CSV filter - How can I parse unquoted CSV?


#1

My Data looks similar to this:

2019-02-15T10:56:00.000+000\t{"test":"value","more":{"property":"value"}}

but with a lot more fields. Issue here is that one field is a JSON structure which is unquoted. When I do not set "quote_char" I get parse errors because there is "Illegal quoting in line 1.".

When I set "quote_char" to "" I get an errror because ":quote_char has to be a single character String".

So what's the correct way to parse CSV which does not have quotes?


#2

My current approach is to use the "dissect" plugin:

filter {
  dissect {
    mapping => {
      message => "%{scan_id}	%{result_id}	%{created_scan}	%{created_at}	%{updated_at}	%{updated_scan}	%{scanner_type}	%{duration}	%{recurrentscan}	%{freescan}	%{dangerlevel}	%{has_error}	%{url}	%{complete_request}"
    }
  }
  mutate {
    remove_field => ["message"]
    strip => ["complete_request"]
    convert => {
      "scan_id"          => "integer"
      "result_id"        => "integer"
      "scanner_type"     => "string"
      "duration"         => "integer"
      "recurrentscan"    => "boolean"
      "freescan"         => "boolean"
      "dangerlevel"      => "integer"
      "has_error"        => "boolean"
      "url"              => "string"
    }
  }
}

Unfortunately there seems to be no way here to tell logstash that 4 fields are date_time, which I could do with the CSV plugin.

So if there is anyone having an idea how to resolve this, feel free to add…


#3

How do you do that using the csv filter?


#4

Does this help? https://www.elastic.co/guide/en/logstash/current/plugins-filters-csv.html#plugins-filters-csv-convert


#5

You could use a date filter, or you could use mutate+add_field to add a new field that comprises the four fields of interest, then use a csv field to chop that up and convert them.


#6

Sounds a bit overcomplicated.

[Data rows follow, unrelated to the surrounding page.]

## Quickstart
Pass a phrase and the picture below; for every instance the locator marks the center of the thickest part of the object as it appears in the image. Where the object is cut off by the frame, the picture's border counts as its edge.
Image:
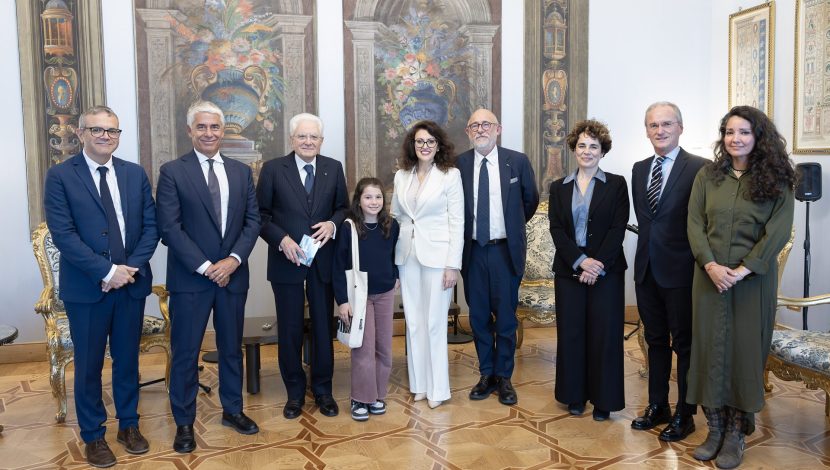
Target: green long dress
(732, 331)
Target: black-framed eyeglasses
(429, 143)
(99, 132)
(485, 126)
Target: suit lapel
(82, 170)
(197, 178)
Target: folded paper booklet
(309, 247)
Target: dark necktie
(483, 208)
(653, 193)
(116, 245)
(215, 194)
(309, 178)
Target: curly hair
(593, 129)
(356, 213)
(770, 170)
(444, 155)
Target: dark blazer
(78, 224)
(284, 208)
(607, 218)
(191, 230)
(519, 199)
(662, 240)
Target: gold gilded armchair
(802, 355)
(59, 347)
(537, 301)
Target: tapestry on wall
(61, 74)
(410, 60)
(253, 58)
(556, 83)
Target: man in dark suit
(209, 220)
(303, 193)
(663, 267)
(101, 215)
(495, 246)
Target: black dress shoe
(601, 415)
(328, 407)
(652, 416)
(485, 386)
(240, 422)
(507, 395)
(576, 409)
(185, 441)
(680, 427)
(293, 408)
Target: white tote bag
(357, 284)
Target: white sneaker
(360, 411)
(377, 408)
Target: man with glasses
(303, 194)
(500, 196)
(102, 218)
(209, 220)
(663, 267)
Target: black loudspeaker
(809, 182)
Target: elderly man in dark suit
(663, 267)
(500, 196)
(303, 193)
(208, 218)
(101, 215)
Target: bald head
(483, 129)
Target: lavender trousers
(372, 362)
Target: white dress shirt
(497, 229)
(112, 182)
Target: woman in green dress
(740, 216)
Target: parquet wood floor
(538, 433)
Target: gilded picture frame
(811, 113)
(751, 57)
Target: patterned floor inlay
(538, 433)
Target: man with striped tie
(663, 267)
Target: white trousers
(425, 304)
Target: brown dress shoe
(133, 441)
(98, 454)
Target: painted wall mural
(410, 60)
(253, 58)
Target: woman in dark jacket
(588, 214)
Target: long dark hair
(444, 156)
(356, 213)
(770, 169)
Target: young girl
(377, 232)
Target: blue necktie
(309, 178)
(483, 208)
(116, 246)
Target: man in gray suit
(663, 267)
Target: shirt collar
(93, 165)
(302, 163)
(600, 175)
(203, 158)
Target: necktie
(213, 187)
(116, 245)
(309, 178)
(653, 193)
(483, 207)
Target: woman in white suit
(428, 202)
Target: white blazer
(436, 229)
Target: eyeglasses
(311, 137)
(485, 126)
(657, 125)
(99, 132)
(429, 143)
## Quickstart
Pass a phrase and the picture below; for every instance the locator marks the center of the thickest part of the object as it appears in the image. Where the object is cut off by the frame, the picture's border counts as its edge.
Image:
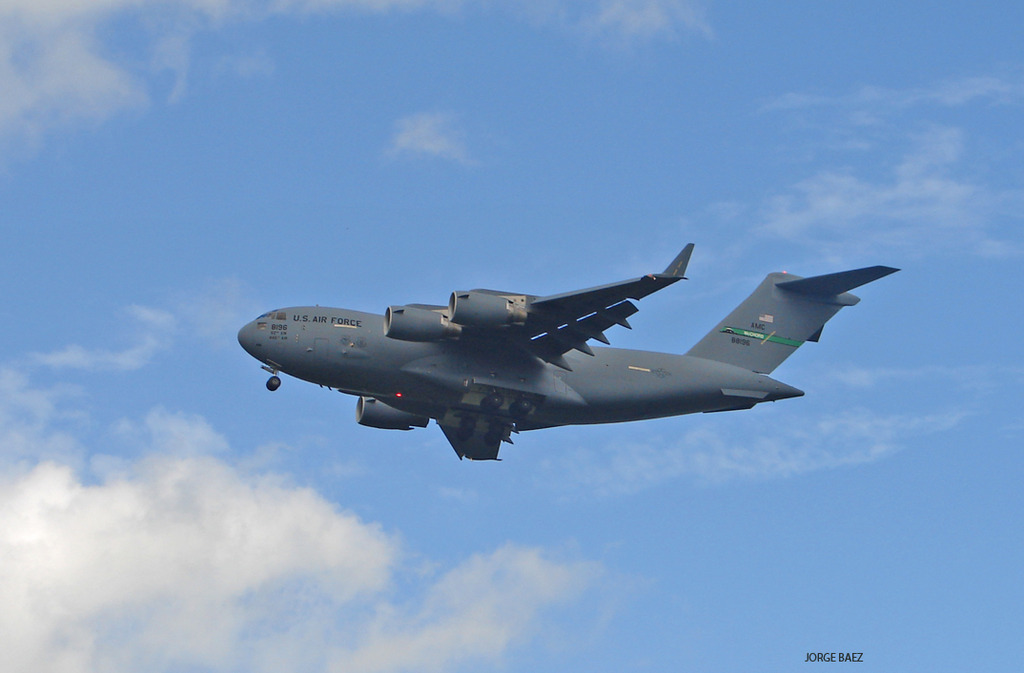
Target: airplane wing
(560, 323)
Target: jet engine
(483, 309)
(412, 324)
(374, 413)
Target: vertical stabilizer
(784, 311)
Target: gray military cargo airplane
(491, 364)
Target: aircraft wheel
(492, 403)
(466, 429)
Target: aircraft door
(322, 348)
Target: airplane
(492, 364)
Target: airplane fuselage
(347, 350)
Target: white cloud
(58, 65)
(429, 134)
(155, 333)
(956, 92)
(179, 563)
(749, 448)
(473, 614)
(179, 560)
(643, 19)
(922, 206)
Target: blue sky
(169, 170)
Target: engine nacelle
(374, 413)
(411, 324)
(482, 309)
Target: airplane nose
(247, 338)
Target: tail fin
(784, 311)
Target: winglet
(837, 285)
(678, 266)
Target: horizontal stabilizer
(832, 285)
(678, 266)
(781, 313)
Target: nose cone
(248, 340)
(783, 391)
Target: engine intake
(483, 309)
(412, 324)
(374, 413)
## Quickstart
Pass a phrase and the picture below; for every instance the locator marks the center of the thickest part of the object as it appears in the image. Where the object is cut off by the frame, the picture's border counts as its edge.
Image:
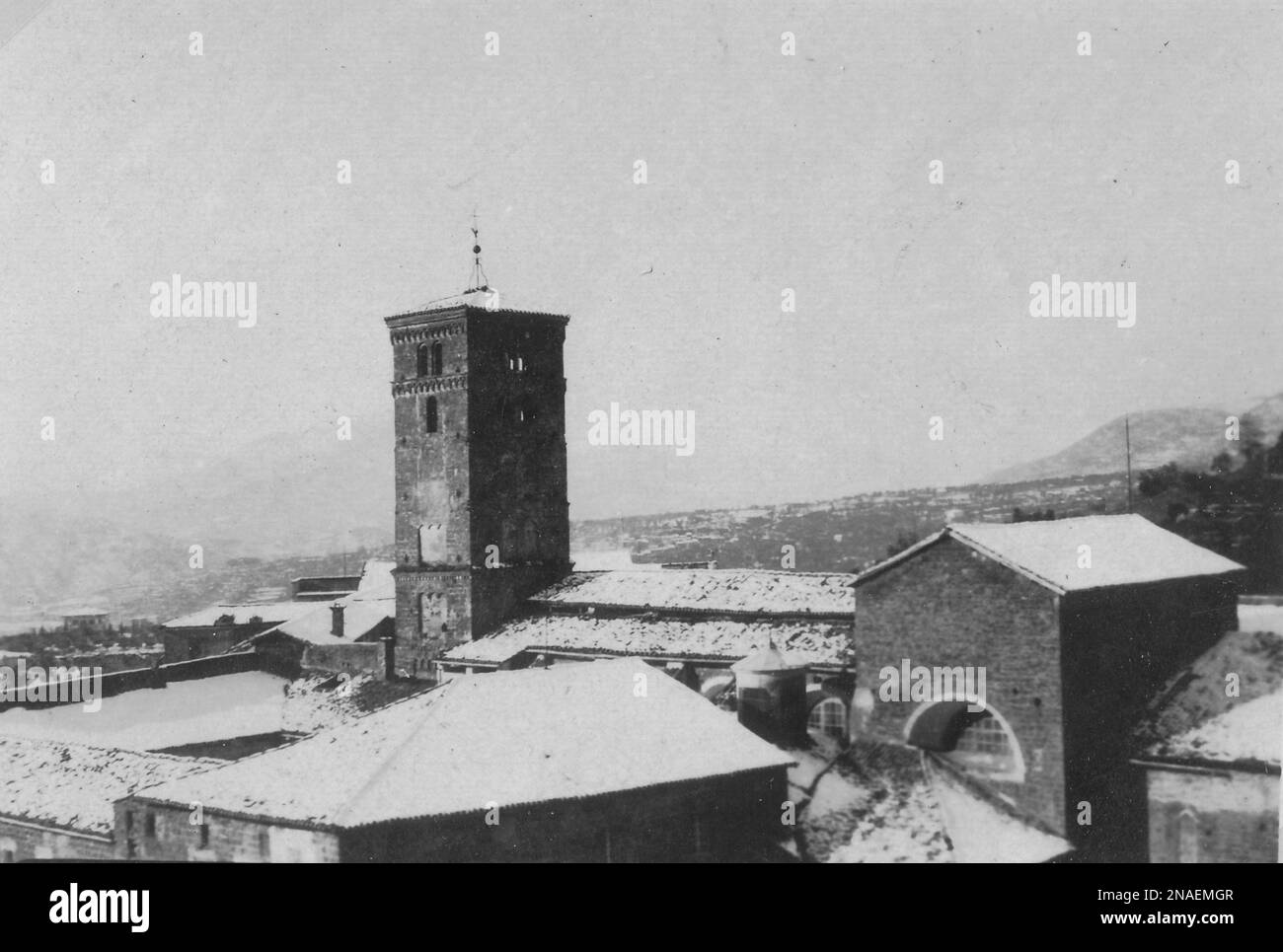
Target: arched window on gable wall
(980, 742)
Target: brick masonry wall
(723, 819)
(231, 840)
(1121, 645)
(31, 842)
(1213, 818)
(947, 606)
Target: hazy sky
(764, 172)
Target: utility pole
(1127, 430)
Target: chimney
(770, 695)
(389, 657)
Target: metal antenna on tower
(479, 280)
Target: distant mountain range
(277, 506)
(1187, 436)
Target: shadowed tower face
(482, 508)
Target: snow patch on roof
(508, 738)
(727, 590)
(817, 643)
(75, 785)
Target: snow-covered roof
(153, 718)
(714, 590)
(205, 709)
(816, 643)
(982, 827)
(1184, 720)
(75, 785)
(873, 805)
(505, 738)
(1249, 734)
(1121, 550)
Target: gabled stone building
(1077, 623)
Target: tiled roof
(270, 613)
(505, 738)
(362, 613)
(824, 643)
(714, 590)
(75, 785)
(1124, 550)
(1193, 718)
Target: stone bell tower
(482, 509)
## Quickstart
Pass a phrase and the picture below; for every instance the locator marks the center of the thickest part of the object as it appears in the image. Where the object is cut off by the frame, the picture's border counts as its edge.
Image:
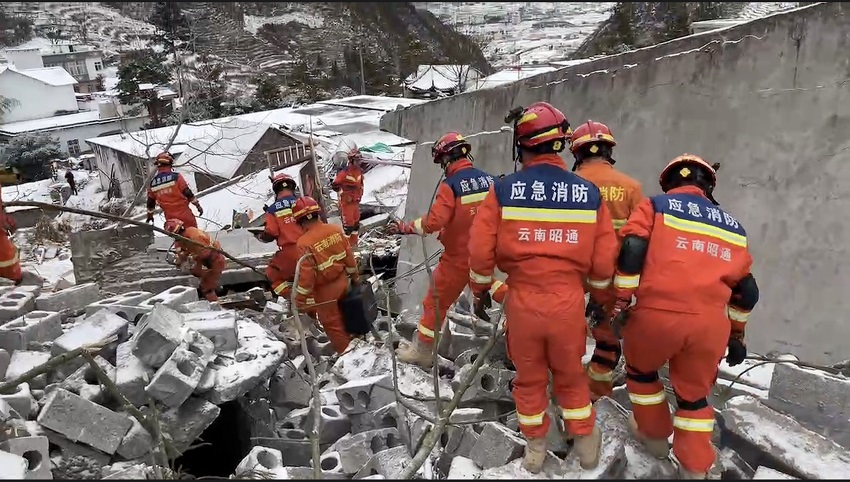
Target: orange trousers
(281, 270)
(693, 345)
(450, 278)
(349, 213)
(209, 271)
(327, 296)
(544, 336)
(186, 215)
(10, 264)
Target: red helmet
(173, 225)
(590, 132)
(304, 207)
(283, 179)
(453, 145)
(541, 123)
(683, 163)
(163, 159)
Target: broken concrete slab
(35, 450)
(23, 361)
(73, 299)
(818, 400)
(93, 329)
(218, 326)
(188, 421)
(35, 326)
(390, 463)
(763, 436)
(158, 336)
(131, 298)
(84, 421)
(235, 379)
(496, 446)
(367, 394)
(131, 374)
(172, 297)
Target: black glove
(481, 303)
(737, 352)
(594, 313)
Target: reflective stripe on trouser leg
(692, 438)
(649, 403)
(449, 281)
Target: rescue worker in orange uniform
(281, 227)
(10, 264)
(454, 208)
(592, 146)
(208, 264)
(349, 185)
(170, 191)
(326, 275)
(550, 232)
(686, 261)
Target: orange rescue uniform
(324, 278)
(10, 264)
(621, 194)
(208, 264)
(549, 231)
(458, 198)
(696, 253)
(349, 184)
(281, 226)
(170, 191)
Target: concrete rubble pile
(171, 351)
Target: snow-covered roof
(54, 123)
(56, 76)
(509, 75)
(440, 77)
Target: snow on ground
(254, 22)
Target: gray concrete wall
(769, 99)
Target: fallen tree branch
(311, 369)
(113, 217)
(54, 362)
(443, 418)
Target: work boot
(418, 353)
(535, 454)
(658, 448)
(589, 448)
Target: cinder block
(35, 326)
(390, 463)
(372, 393)
(178, 377)
(84, 381)
(355, 450)
(83, 421)
(35, 451)
(187, 422)
(23, 361)
(750, 428)
(73, 299)
(21, 401)
(262, 463)
(132, 298)
(137, 442)
(174, 296)
(219, 327)
(158, 336)
(131, 374)
(93, 329)
(489, 384)
(818, 400)
(14, 466)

I still wonder why it's not possible to parse unquoted CSV.


#7

After digging a bit deeper I found that the CSV filter is based on ruby's CSV class which in turn follows RFC 4180 which states that "If fields are not enclosed with double quotes, then double quotes may not appear inside the fields." -> So here was my wrong assumption. MySQL (which generates my data) does not quote fields at all.

So the only way the CSV filter might be able to parse MySQL's CSV is to set

:liberal_parsing

to true. Is there any way I could do that?

Oh… And that's only available since CSV 2.4.0 (feature #11839)


#8

No, the filter does not support that.


(system) closed #9

This topic was automatically closed 28 days after the last reply. New replies are no longer allowed.